Приближалось 18 июня. В самое утро этого дня мать Вероника, встав раньше всех, собрала пышные букеты незабудок и расставила их в стеклянных банках по всем палатам. Особенно большие букеты стояли на столике у постели Криницына, на окне у койки епископа и в «женской венерической» у девочек. Два больших венка из незабудок были положены ею на могилы Мэри и Смирнова, а два других – большой и маленький – на братскую могилу-траншею, в которой лежали Дуся и ее дочка. «Куме и крестнице», – с тихой и грустной улыбкой подумала мать Вероника, стоя над длинным, уже заросшим травой и цветами валом.

Владыка Иустин, заботами матери Вероники по-праздничному вымытый, на чистой простыне и белых, высоко взбитых подушках полусидел в своей постели у широко открытого окна, за которым шелестели молодой листвой высокие березы, обращенный лицом к восточной стене, у которой был когда-то алтарь.

Молясь, он живо вспоминал теперь то далекое и такое же, как сегодня, солнечное утро в день двухсотлетия Анзерского чуда, когда он участвовал в происходившем в этих стенах торжественном богослужении. Вот так же и тогда через обращенные на юг окна храма врывалось золотыми снопами утреннее солнце, играя сквозь подвижную сеть листвы на этих стенах, тогда таких величественно красивых. Оглядывая их теперь, он вспоминал, как выглядели они в то время. В каждом простенке иконы, а все стены и своды покрыты трогательно наивной фресковой живописью, изображавшей последовательно всю историю Страстей Господних, начиная с Его ареста в Гефсиманском саду, допроса у Каиафы, суда у Пилата и кончая Его крестной смертью. Вон там Он был изображен художником в кандалах, в багрянице и терновом венце, а рядом Он же, согбенный под тяжестью креста, совершает свой путь на Голгофу.

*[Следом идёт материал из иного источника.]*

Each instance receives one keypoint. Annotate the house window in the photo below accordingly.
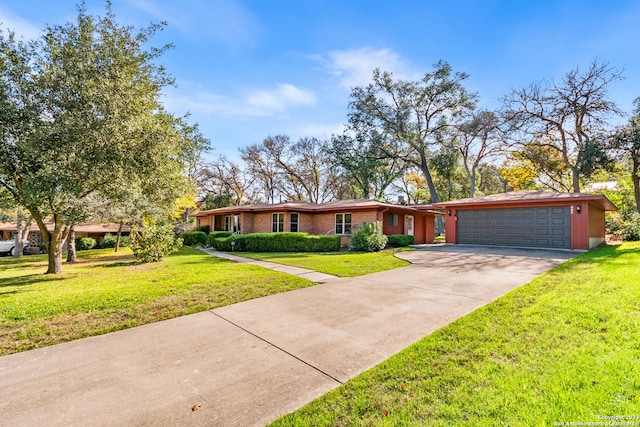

Дальше, в глубине той ниши, Он же, вознесенный на кресте с двумя разбойниками по сторонам; внизу была подпись славянской вязью: «Помяни мя, Господи, во Царствии Твоем».

Помимо своего прямого значения, эти фрески как бы пророчески символизировали судьбу анзерских страстотерпцев нашего поколения, ведь каждый соловчанин и каждая соловчанка прошли через все эти стадии: арест, допросы, суд и приговор. Каждый нес свой тяжелый крест, и так многие кончали этот крестный путь здесь, на анзерской новой Голгофе, смертью искупая свои грехи.

Иконостас, украшенный золочеными витыми колонками, был в три яруса и заполнен темными старинными иконами; в овале над царскими вратами была «Тайная вечеря», а на створках врат изображены: на одной – архангел Гавриил с белой лилией в руке, на другой – Пресвятая Дева, смиренно внимающая его благовествованию.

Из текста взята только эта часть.